Je livre ici une réflexion toute personnelle : je trouve qu’à plusieurs reprises, cette année, Aaron Sorkin aura bâclé un certain nombre de choses. Et surtout, il a parfois sorti d’un chapeau des intrigues dont les conséquences ne sont pas, ou peu ou mal, explorées.

C’est le cas de Sloane, dans l’épisode 5, pour laquelle Sorkin dégaine de nulle part une histoire de photos déshabillées pour ne plus du tout en parler plus tard. C’est le cas de Maggie, qui revient d’Afrique et commence à boire puis s’arrête. Ou le coup de théâtre dans le parking pour Charlie, évoqué un peu plus haut.

Est-ce que c’est parce qu’il n’est pas à l’aise avec le format d’une heure ? On peut se poser la question quand on repense à la maîtrise d’un David Chase ou d’un David Simon dans cet exercice.

Souvent, trop souvent, on a l’impression que l’essentiel serait l’effet. La performance, le moment. Sauf que c’est un très mauvais calcul. Pourquoi ? Parce que, sans s’en rendre compte, on suit les protagonistes sans franchement s’attacher à eux. Par manque de cohérence, de fluidité sur le long terme.

« Je me demande avec qui je vais faire le joli-coeur en saison 3, tiens… »

Pire : parfois, on s’en détache. Et lorsque Will se retrouve face à Mac à la toute fin de la saison, qu’il lui fait une déclaration très bien écrite et très bien décrite, eh bien… on n’y croit pas autant qu’on le voudrait.

« La performance prime ». C’est aussi ce que je me suis dit en voyant le season finale, Election Night. Les héros, censés être au bord du gouffre, retournent la situation grâce à un artifice dont Sorkin aura usé et abusé cette année. La situation devient tendue ? Il passe en mode comédie. De façon complètement artificielle. Tant pis si ce qui a conduit ses journalistes sur la corniche est le résultat d’une trajectoire de pur drama, de bon drama.

Quand il faut boucler la boucle, faisons fumer des pétards à une sexagénaire et tout ira mieux ! Quand il faut aller au bout d’une décision radicale, il suffit de se dire qu’on a fait le boulot sérieusement et qu’assumer ses erreurs, c’est bon pour les autres… Ça pourrait coincer ? Qu’à cela ne tienne, avec une bouffonnerie mettant en scène le numéro 2 de l’entreprise, ça passe sans souci !

Attention : je ne suis pas contre le fait qu’un peu d’humour vienne rythmer l’histoire. On est chez Sorkin, ça fait intégralement partie de son style. Ce que je déplore en revanche, c’est que le glissement ne soit pas bien amené. Là, au lieu d’un glissement on a une bonne grosse glissade, bien sale et très voyante. Quelque chose d’un tout petit peu plus crédible (euphémisme) aurait été mieux.
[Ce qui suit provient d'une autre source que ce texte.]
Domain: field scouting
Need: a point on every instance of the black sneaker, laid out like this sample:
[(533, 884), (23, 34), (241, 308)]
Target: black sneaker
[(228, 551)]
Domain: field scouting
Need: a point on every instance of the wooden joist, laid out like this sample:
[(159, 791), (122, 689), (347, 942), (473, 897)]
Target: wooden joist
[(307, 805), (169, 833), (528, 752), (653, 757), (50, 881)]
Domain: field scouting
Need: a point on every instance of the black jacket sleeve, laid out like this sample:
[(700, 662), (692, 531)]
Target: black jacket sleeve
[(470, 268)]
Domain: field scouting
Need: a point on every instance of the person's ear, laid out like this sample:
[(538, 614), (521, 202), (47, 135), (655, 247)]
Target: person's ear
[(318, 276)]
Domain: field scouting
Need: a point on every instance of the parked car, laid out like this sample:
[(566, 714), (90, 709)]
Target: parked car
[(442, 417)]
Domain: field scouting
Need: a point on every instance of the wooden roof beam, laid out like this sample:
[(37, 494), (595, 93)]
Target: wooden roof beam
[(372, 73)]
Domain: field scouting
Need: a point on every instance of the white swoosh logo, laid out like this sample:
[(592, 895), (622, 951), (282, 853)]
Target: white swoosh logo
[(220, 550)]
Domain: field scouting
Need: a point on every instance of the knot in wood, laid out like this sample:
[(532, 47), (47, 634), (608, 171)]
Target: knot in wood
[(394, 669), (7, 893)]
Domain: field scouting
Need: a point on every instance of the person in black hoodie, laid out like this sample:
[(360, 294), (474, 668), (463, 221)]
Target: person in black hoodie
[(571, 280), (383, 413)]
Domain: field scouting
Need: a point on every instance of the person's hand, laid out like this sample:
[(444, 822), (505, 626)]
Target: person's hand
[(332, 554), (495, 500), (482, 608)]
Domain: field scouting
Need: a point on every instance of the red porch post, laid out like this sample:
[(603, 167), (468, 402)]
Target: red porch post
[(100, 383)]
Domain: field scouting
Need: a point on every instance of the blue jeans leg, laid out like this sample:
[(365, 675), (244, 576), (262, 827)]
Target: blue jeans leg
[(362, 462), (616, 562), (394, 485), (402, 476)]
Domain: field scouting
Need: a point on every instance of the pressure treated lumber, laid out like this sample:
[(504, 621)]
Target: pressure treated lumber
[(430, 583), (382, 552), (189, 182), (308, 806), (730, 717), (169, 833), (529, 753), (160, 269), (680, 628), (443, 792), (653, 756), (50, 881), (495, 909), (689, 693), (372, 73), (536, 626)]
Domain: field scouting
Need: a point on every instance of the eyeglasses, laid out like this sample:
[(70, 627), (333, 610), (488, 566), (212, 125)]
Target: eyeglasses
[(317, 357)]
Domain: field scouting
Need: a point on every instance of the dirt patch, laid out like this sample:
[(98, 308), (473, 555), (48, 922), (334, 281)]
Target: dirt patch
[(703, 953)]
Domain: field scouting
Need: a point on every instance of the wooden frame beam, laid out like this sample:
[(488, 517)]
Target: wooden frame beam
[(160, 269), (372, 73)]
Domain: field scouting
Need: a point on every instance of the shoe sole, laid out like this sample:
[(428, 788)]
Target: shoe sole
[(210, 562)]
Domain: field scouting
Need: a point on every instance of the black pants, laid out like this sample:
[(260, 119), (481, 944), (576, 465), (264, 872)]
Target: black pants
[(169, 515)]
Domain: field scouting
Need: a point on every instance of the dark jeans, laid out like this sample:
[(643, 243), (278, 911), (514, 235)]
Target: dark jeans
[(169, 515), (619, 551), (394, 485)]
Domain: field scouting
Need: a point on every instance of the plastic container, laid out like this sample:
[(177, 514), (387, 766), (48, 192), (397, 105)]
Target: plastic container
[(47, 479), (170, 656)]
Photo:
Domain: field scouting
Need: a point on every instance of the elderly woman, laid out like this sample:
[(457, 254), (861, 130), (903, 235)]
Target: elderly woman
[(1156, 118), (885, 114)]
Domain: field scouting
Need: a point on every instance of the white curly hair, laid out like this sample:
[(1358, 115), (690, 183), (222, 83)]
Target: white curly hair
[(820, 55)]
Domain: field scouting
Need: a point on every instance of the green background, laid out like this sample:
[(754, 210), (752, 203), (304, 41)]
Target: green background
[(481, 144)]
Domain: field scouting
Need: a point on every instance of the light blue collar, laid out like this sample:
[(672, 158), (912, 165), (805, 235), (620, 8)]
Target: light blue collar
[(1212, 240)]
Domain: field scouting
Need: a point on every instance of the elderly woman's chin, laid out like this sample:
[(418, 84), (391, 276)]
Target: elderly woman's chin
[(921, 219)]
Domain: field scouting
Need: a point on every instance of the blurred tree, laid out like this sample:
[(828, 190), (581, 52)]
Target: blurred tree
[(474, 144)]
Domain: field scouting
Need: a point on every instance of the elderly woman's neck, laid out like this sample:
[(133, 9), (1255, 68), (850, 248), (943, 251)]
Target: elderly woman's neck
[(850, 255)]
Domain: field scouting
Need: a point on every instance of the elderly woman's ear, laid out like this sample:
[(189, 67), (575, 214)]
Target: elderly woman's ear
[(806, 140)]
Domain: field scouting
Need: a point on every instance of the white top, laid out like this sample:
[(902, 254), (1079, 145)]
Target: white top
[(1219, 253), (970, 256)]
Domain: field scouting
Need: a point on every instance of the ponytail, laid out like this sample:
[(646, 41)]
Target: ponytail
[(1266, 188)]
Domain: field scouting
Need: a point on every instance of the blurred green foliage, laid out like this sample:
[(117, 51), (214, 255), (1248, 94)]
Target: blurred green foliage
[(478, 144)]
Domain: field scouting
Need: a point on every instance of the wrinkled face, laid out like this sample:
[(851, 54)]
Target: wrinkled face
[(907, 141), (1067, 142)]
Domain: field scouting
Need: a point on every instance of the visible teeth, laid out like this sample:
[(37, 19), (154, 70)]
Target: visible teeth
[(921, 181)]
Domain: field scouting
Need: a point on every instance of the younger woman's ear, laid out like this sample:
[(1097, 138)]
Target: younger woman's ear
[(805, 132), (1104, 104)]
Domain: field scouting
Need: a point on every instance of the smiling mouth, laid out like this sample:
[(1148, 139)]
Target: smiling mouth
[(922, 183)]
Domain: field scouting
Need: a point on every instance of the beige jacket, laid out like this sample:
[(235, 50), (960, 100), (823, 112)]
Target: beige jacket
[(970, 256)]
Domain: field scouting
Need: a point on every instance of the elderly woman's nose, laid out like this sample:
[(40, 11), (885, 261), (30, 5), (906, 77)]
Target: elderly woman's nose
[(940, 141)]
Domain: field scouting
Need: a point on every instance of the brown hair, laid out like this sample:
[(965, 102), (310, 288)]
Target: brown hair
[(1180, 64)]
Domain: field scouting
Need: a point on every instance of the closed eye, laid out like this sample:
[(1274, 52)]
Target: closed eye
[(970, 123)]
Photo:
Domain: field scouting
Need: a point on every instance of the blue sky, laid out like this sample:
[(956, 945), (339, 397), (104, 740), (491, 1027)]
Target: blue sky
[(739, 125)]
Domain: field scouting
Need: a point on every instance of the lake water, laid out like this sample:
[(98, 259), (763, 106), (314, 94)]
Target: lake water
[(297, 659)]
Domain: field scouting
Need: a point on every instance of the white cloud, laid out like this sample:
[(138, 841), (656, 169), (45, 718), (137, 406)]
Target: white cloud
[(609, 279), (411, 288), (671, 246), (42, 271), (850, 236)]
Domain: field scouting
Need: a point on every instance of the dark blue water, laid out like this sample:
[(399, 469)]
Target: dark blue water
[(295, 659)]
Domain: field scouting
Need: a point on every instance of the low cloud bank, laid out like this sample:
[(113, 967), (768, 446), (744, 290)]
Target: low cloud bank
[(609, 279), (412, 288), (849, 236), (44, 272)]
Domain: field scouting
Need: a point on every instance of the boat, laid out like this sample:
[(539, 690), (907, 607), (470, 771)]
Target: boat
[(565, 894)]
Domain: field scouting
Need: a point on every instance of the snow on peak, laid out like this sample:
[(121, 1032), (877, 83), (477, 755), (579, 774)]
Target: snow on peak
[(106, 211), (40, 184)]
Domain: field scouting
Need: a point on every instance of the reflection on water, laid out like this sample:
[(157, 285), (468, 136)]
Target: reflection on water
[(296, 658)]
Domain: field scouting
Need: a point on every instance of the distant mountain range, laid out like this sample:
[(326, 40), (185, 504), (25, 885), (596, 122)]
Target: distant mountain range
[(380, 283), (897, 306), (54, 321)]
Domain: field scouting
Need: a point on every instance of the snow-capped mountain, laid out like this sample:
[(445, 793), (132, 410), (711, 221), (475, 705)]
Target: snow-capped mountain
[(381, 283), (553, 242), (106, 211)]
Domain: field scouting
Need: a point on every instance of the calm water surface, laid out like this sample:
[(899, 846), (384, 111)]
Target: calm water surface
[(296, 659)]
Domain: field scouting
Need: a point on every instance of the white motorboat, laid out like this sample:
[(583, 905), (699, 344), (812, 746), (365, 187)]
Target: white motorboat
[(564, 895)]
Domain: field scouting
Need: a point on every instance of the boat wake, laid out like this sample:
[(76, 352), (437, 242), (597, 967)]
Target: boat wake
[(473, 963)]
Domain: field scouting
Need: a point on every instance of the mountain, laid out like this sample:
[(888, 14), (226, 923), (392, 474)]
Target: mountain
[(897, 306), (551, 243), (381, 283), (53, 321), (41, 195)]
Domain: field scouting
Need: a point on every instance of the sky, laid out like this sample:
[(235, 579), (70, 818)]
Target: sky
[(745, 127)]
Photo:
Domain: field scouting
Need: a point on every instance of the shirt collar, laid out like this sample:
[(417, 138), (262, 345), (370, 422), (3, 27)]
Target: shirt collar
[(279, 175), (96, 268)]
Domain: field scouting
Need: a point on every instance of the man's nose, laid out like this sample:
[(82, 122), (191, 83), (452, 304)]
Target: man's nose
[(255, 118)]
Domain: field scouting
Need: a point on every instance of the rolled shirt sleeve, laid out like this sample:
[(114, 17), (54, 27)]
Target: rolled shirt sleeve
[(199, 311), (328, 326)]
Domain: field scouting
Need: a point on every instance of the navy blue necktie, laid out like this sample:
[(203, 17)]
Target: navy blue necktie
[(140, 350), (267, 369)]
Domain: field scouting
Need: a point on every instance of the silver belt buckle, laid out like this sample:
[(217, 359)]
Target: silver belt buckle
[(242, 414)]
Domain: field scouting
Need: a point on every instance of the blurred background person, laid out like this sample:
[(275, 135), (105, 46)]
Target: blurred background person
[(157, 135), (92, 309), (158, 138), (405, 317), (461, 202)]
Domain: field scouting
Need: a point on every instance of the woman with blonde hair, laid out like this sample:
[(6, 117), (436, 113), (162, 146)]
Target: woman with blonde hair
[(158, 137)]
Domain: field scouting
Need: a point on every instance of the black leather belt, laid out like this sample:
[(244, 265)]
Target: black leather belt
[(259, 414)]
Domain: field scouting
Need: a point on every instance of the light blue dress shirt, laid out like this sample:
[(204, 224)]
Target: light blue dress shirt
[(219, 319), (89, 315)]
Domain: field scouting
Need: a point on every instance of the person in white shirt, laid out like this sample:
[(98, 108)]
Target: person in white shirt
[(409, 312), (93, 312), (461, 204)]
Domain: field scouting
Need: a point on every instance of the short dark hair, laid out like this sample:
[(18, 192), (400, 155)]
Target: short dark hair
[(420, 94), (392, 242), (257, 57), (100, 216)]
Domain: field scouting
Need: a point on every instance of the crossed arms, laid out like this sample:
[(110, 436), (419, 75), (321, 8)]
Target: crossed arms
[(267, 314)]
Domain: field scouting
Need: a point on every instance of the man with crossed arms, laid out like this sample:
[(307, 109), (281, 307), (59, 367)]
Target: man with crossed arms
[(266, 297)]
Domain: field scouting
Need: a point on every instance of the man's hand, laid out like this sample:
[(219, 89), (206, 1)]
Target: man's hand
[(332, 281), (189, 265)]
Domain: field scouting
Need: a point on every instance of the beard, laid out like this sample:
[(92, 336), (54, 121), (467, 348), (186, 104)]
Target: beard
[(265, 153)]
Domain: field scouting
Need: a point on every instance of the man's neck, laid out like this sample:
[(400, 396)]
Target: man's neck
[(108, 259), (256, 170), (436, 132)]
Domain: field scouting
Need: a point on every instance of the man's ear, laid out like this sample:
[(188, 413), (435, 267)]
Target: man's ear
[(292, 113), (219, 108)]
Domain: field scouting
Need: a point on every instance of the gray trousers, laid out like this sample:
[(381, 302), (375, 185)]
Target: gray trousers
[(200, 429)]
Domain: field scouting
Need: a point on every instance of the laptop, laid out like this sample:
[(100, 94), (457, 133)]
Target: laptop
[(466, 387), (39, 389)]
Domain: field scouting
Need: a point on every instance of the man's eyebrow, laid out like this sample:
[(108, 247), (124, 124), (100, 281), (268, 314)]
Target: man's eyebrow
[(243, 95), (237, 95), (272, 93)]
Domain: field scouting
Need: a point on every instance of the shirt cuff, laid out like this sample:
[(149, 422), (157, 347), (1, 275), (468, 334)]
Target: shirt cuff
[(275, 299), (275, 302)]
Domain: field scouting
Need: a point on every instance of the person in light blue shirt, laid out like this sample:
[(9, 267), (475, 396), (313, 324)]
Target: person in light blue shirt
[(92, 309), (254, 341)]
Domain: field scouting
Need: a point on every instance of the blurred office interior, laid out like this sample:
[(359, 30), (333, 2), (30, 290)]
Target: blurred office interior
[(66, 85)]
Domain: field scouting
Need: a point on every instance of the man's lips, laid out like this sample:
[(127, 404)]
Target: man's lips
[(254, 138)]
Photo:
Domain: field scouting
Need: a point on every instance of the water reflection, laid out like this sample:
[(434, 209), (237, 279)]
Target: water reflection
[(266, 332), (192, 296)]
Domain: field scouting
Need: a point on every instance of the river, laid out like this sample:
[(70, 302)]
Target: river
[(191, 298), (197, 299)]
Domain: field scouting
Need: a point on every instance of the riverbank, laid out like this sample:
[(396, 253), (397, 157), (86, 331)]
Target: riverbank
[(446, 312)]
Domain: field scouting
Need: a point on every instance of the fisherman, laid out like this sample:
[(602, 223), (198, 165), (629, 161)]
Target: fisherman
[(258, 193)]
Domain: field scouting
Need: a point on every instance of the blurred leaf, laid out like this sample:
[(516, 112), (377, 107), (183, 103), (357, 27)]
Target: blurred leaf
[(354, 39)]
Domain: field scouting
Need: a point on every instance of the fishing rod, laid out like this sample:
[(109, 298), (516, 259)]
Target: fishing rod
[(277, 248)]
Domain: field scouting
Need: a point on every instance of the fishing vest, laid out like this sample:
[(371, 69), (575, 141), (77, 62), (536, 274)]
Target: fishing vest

Peut-être que je me trompe. Peut-être que je ne prends pas la série par le bon bout. L’an dernier, j’ai cependant expliqué dans le bilan de la saison 1 de The Newsroom que, dans ses meilleurs jours, Sorkin sait embarquer le téléspectateur dans des histoires qui certes tordent la vraisemblance mais sont si bien racontées qu’on finit toujours par y croire, au moins émotionnellement. Cette fois-ci, on est parfois loin du compte. Et c’est regrettable.

Au bout du chemin, le bilan est donc en demi-teinte… mais bon, on se gardera bien d’oublier que ce qui marche, marche vraiment. Et que l’ensemble est en progression par rapport à l’an dernier. D’où une note finale de trois planètes Mars sur cinq.